Beef Tibs serves 2-4
1+ lb lean steak, cut into 1/2" square pieces
1/2 large onion, sliced thin
2 T Ethiopian cardamom*
1/4 tsp mitmita (or more, it's spicy)
1 jalapeno, diced
2 cloves garlic
sprigs of rosemary (opt)
*Ethiopian cardamom is more coarsely ground, and is also called "false cardamom" or "Korarima." It is a black cardamom from the ginger family, not the smaller green pods of Indian cardamom. You can buy it at Shega Foods, along with mitmita spice mix, and Niter Kibbeh (if you don't want to make it). (If you do not have Ethiopian false cardamom, use regular cardamom and add a touch of nutmeg, cloves, and black pepper.)

1. Heat a large cast iron skillet on high heat.
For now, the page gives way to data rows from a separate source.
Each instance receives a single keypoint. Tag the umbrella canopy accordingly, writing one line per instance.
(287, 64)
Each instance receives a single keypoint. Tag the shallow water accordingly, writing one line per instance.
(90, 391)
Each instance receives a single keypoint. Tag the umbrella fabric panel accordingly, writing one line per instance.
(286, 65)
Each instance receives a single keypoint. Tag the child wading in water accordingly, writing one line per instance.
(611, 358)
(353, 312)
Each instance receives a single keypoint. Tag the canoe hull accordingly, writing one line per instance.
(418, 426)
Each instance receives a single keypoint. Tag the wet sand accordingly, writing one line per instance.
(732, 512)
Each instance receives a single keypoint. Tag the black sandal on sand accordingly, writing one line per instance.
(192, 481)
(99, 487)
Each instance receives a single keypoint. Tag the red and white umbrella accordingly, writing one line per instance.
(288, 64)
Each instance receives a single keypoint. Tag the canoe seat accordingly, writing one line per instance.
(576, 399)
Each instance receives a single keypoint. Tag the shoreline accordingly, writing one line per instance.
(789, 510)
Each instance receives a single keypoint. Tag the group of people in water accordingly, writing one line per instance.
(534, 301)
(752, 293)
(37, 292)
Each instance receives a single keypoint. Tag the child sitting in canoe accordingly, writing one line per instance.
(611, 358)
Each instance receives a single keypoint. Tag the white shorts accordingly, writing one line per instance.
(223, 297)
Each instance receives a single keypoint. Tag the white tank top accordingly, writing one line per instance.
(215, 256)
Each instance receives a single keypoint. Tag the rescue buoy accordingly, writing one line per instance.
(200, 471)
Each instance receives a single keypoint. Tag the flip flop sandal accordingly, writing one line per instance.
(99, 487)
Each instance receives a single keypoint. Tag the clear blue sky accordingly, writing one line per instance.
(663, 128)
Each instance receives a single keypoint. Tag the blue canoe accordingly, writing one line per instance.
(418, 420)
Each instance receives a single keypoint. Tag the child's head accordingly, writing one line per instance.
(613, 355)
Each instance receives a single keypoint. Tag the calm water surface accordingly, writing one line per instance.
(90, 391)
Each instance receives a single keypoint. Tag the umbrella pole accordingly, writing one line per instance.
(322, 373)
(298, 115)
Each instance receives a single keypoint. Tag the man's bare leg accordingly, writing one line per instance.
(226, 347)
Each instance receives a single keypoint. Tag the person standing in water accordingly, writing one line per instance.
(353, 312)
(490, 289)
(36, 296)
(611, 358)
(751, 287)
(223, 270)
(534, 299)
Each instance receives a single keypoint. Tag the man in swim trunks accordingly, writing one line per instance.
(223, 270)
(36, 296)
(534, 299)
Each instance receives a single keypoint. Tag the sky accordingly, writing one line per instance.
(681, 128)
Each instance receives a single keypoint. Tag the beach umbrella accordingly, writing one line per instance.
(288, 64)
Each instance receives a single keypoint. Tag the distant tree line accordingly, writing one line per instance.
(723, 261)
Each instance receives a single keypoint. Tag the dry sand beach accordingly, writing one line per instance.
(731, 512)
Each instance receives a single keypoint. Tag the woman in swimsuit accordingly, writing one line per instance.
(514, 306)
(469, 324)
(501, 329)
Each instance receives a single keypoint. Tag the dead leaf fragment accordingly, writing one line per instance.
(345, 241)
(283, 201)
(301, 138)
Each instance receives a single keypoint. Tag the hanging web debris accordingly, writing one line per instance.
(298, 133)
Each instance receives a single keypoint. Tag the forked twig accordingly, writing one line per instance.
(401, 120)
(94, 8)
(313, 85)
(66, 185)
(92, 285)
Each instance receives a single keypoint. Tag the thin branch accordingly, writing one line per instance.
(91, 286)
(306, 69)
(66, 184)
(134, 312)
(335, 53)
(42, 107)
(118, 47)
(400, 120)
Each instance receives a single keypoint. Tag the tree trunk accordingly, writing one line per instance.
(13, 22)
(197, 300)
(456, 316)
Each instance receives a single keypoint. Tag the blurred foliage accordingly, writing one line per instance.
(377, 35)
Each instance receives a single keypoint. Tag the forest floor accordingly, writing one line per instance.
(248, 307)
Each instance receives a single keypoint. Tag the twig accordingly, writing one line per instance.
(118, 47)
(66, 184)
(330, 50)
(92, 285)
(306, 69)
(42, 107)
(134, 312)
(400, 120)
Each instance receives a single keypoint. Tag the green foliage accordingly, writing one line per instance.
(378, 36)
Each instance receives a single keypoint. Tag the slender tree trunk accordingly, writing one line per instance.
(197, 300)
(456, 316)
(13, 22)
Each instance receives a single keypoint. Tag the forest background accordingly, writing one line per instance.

Add your meat to the skillet (no oil/fat is added yet, so you are cooking the meat dry). Cook off all of the meat juices until the meat starts to brown, 6-12 minutes depending on your meat.
2. Add your onion slices, also dry, to the meat. Cook until the onions release their juices and also begin to brown, several minutes.
3. Lower the heat and add the niter kibbeh, cardamom and mitmita, being sure to coat all of the meat pieces with the butter and spices. Add the garlic, jalapeno, and rosemary. Cook, stirring occasionally, for 10 minutes. Salt to taste. Serve!

The bite size pieces are perfect for eating with injera and with your hands. This time I ate them (non-traditionally) with some roasted beets, cabbage, and some left over rice.